The naive route ("dispatch the detector via ExecuteRskillTool") is wrong by design: ExecuteRskillTool is the actuation path (F1 action server → F5 safety kernel). Detectors are perception producers with no actuation authority, and are deliberately excluded from that palette (ADR-0037). A live perception query needs its own read-only channel.

Decision

Add a read-only locate_in_view reasoner tool that calls a live detector over a ROS service, mirroring the recall_object pattern but against the current frame instead of remembered memory.

  1. ContractLocateInViewTool variant on the ReasonerToolCall discriminated union (openral_core.schemas): query: str (the object to look for) + camera: str = "" (optional viewpoint selector; empty = the detector's primary camera). Frozen, extra="forbid", no actuation authority.
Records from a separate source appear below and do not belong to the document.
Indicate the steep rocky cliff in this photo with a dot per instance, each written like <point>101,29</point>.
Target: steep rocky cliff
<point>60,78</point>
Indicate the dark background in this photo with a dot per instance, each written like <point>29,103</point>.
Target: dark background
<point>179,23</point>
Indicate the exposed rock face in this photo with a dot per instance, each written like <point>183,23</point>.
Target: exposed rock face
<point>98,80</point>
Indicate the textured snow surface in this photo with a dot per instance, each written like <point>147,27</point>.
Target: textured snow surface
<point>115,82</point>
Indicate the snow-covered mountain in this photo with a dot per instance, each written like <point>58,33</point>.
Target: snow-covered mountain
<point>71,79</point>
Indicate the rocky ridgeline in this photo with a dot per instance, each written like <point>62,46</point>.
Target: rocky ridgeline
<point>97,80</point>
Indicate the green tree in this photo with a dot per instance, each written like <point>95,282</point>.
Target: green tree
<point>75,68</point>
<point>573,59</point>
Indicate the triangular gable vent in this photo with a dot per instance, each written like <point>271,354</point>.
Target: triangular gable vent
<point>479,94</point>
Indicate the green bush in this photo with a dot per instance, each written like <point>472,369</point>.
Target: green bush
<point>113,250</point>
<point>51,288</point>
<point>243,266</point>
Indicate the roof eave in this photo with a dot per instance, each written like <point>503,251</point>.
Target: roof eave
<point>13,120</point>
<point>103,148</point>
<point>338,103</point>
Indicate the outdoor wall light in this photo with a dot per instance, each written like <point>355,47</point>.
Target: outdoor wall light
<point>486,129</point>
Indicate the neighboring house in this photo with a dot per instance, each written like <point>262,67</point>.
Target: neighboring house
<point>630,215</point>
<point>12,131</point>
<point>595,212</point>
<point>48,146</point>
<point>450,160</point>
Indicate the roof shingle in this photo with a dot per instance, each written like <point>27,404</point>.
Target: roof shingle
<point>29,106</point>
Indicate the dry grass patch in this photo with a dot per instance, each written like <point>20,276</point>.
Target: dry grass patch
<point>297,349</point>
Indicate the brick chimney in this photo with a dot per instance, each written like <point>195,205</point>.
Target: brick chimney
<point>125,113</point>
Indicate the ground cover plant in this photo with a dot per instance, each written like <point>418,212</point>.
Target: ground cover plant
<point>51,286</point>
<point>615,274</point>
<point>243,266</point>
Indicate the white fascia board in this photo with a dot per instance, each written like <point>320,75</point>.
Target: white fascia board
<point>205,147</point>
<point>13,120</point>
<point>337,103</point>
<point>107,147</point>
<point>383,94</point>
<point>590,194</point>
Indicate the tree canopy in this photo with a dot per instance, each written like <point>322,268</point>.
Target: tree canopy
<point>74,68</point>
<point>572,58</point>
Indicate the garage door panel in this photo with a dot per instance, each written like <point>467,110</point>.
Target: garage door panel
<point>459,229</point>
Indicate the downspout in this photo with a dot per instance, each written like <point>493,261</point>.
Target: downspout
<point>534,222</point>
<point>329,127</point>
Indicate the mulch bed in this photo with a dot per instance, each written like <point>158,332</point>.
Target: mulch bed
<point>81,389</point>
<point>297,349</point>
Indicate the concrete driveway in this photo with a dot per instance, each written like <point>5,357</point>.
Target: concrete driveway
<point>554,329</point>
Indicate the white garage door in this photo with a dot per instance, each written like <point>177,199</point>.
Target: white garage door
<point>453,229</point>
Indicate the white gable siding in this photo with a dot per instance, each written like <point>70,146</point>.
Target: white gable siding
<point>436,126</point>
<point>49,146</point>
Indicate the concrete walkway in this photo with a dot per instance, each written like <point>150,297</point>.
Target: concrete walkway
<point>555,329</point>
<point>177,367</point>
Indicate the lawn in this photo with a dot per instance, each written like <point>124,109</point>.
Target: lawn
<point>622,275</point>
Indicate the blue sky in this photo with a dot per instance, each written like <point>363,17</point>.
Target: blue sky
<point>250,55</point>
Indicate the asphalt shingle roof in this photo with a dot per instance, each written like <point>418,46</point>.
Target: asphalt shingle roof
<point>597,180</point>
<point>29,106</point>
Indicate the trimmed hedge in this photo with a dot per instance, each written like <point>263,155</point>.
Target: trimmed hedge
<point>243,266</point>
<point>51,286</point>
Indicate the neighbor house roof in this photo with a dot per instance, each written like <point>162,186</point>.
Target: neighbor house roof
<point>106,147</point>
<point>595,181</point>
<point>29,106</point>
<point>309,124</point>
  2. Palette gatingToolPalette.detector_available (default False). The reasoner sets it (param detector_available) only when an object detector is in the graph; the launch sets it from enable_object_detector. tool_use advertises locate_in_view to the LLM only under that flag — no hidden tool (CLAUDE.md §1.4).

  3. Serviceopenral_msgs/srv/LocateInView (query, camerafound, camera, metadata_json). The detector node (openral_perception_ros.ros_image_detector_node) serves /openral/perception/locate_in_view: it caches the latest frame per camera and, on request, runs a one-shot detection on the requested camera's frame. For the VLM it uses LocateAnythingDetector.detect_with_query so the on-demand query does not disturb the continuous detection leg's persistent query.
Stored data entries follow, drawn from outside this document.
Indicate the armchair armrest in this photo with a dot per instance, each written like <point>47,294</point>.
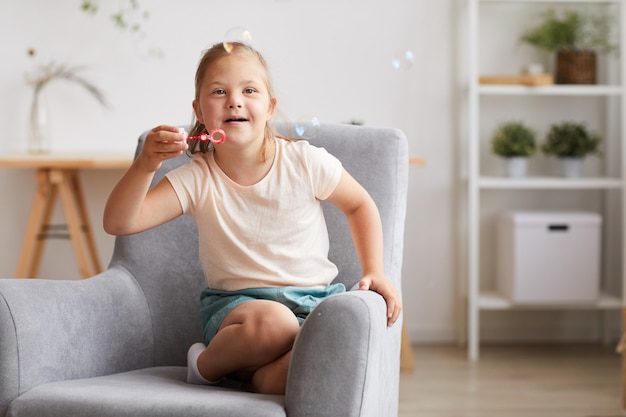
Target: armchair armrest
<point>53,330</point>
<point>346,354</point>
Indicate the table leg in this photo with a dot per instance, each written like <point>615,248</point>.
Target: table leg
<point>41,212</point>
<point>75,213</point>
<point>406,352</point>
<point>50,183</point>
<point>85,223</point>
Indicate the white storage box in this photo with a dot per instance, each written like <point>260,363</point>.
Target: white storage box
<point>548,257</point>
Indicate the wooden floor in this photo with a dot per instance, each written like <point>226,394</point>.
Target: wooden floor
<point>513,381</point>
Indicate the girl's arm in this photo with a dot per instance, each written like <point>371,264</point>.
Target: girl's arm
<point>367,233</point>
<point>131,208</point>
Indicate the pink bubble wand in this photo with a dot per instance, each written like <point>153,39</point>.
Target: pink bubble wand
<point>216,136</point>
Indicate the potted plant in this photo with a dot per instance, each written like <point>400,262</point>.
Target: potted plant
<point>575,38</point>
<point>571,142</point>
<point>515,142</point>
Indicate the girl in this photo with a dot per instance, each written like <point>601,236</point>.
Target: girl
<point>256,201</point>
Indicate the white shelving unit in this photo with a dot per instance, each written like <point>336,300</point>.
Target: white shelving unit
<point>611,178</point>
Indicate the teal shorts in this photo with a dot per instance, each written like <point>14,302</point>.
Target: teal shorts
<point>215,305</point>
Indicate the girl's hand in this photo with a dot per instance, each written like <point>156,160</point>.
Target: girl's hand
<point>162,142</point>
<point>382,285</point>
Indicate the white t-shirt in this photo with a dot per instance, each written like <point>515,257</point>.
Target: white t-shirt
<point>269,234</point>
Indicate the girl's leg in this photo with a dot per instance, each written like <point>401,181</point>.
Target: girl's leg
<point>253,335</point>
<point>271,378</point>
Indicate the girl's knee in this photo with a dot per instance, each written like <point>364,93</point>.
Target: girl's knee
<point>267,325</point>
<point>275,325</point>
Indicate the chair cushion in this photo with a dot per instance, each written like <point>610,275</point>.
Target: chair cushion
<point>153,392</point>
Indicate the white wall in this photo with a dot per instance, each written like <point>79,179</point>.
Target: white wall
<point>329,58</point>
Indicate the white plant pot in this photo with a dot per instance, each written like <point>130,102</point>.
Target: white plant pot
<point>572,167</point>
<point>516,166</point>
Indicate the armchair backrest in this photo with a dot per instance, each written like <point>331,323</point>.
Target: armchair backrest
<point>165,262</point>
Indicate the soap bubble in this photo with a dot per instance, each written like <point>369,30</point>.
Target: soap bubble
<point>403,60</point>
<point>306,127</point>
<point>237,34</point>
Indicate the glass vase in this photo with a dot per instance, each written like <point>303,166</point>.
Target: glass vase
<point>39,129</point>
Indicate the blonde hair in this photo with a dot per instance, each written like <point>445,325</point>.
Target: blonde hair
<point>209,57</point>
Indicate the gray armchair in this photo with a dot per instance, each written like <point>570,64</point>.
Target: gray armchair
<point>115,344</point>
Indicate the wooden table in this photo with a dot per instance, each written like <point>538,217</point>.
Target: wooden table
<point>57,175</point>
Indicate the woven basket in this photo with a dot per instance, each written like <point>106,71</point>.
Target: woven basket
<point>576,67</point>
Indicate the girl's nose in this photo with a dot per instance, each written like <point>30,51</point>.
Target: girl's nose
<point>235,102</point>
  4. Dispatchreasoner_node._dispatch_locate_in_view calls the service with call_async + a done-callback (never blocking the reasoner executor on the ~1–2 s VLM inference), then republishes the rendered answer as a PromptStamped with frame_id "detector" — consumed by _on_prompt, feeding the next tick (the ADR-0039 prompt cascade). Read-only: no FailureTrigger, no actuation.
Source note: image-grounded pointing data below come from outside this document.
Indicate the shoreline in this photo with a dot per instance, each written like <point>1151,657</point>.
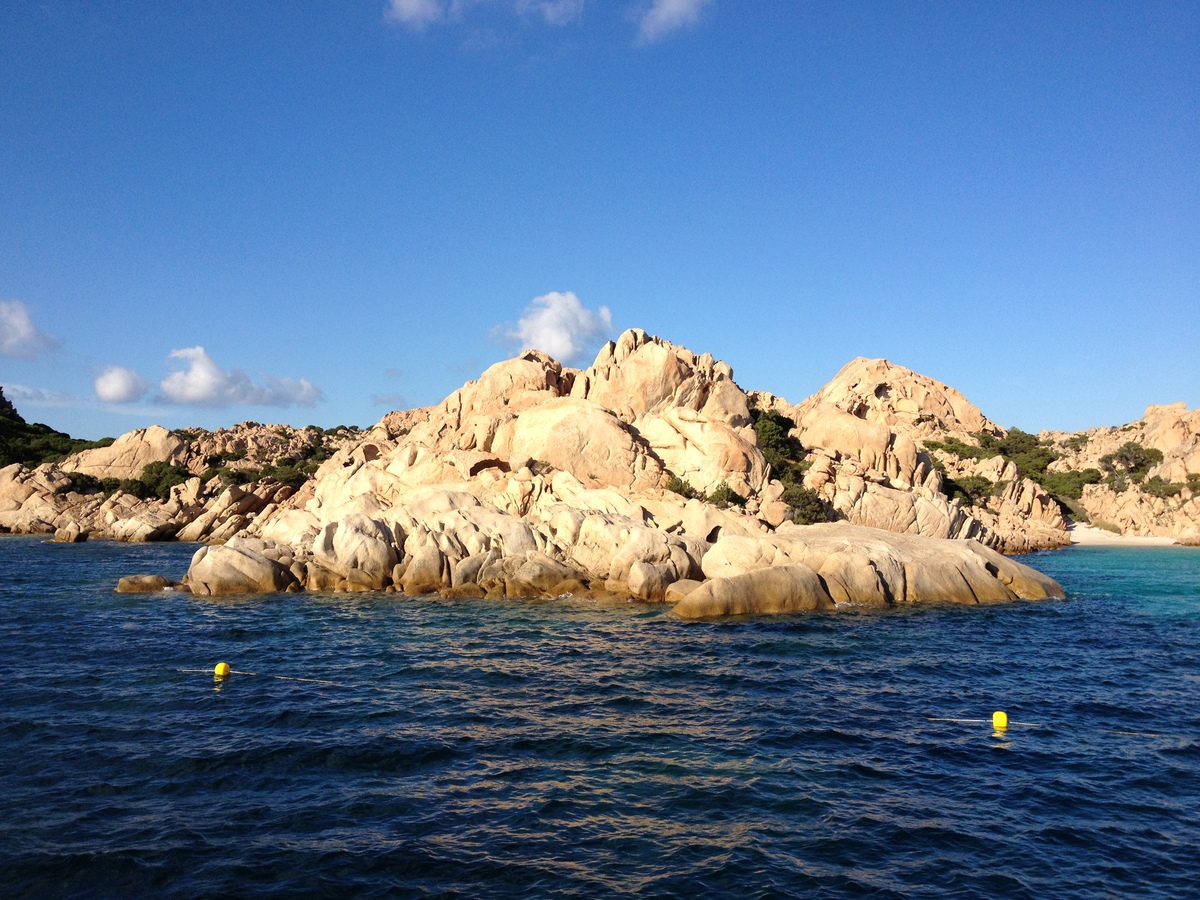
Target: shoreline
<point>1083,535</point>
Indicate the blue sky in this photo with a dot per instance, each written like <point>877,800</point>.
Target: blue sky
<point>317,213</point>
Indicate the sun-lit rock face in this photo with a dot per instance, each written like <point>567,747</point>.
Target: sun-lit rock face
<point>865,432</point>
<point>540,479</point>
<point>905,402</point>
<point>1167,508</point>
<point>126,456</point>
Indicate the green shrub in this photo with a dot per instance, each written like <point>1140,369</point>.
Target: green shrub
<point>1157,487</point>
<point>725,496</point>
<point>1133,460</point>
<point>783,453</point>
<point>161,477</point>
<point>79,483</point>
<point>136,487</point>
<point>805,504</point>
<point>1071,484</point>
<point>681,486</point>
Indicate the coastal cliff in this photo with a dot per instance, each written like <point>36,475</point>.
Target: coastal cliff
<point>641,475</point>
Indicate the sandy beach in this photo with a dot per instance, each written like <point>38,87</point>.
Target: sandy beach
<point>1090,535</point>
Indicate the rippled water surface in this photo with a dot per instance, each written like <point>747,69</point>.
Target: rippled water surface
<point>577,748</point>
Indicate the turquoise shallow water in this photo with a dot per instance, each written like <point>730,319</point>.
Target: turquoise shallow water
<point>552,749</point>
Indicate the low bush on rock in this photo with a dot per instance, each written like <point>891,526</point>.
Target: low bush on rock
<point>805,503</point>
<point>1131,460</point>
<point>783,453</point>
<point>1164,490</point>
<point>725,496</point>
<point>34,444</point>
<point>683,487</point>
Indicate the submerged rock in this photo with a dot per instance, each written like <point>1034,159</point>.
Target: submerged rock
<point>144,583</point>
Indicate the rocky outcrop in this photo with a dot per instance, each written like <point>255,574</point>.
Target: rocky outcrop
<point>865,433</point>
<point>1131,505</point>
<point>539,479</point>
<point>834,565</point>
<point>129,455</point>
<point>241,565</point>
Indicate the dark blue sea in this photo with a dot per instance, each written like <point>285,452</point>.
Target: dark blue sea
<point>592,749</point>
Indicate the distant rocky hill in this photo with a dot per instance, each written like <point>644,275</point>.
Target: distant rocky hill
<point>646,474</point>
  5. Camera-agnostic detector — the detector node no longer bakes in a camera name. A cameras param maps logical ids → image topics (falling back to a single image_topic under primary_camera); the primary drives the continuous leg and every camera's latest frame is cached. LocateInViewTool.camera / the service camera field select a viewpoint by id. The rSkill manifest stays camera-agnostic (sensors_required: rgb, no topic).

Consequences

  • Layer touch (ADR-gated). Layer 4 (reasoner) gains a read-only tool + dispatch that calls a Layer 1/3 perception service. No actuation boundary is crossed; the safety kernel never sees it. Mirrors ADR-0039's read-only query tools.
  • Schema change. openral_core gains LocateInViewTool on the ReasonerToolCall union; on-disk schema_version is unaffected (runtime tool contract, not a manifest). docs/METHODS.md + the repo state map update in this PR.
  • New IDL. openral_msgs/srv/LocateInView.srv. (Build note: rosidl must use the ROS python3.12, not a stray conda/miniforge python3.13, or the C typesupport links the wrong libpython.)
  • Blocking on the server, not the client. The VLM detect (~1–2 s) runs in the detector node's single-threaded executor (which serialises with the continuous leg — desirable, since the ZMQ REQ socket to the sidecar is not concurrency-safe). The reasoner client is async. A MultiThreadedExecutor + per-detector lock is a future option if continuous-leg latency during a query becomes a problem.

Follow-ups

  • Tie repeated locate_in_view calls into the ADR-0039 SearchBudget so active-search loops are bounded (today each call resets the spatial-search counter).
  • Let the reasoner enumerate available camera ids in the tool description so the LLM picks valid viewpoints.
  • Active-search integration: plan_active_search calls locate_in_view to filter candidates before committing a NAVIGATE.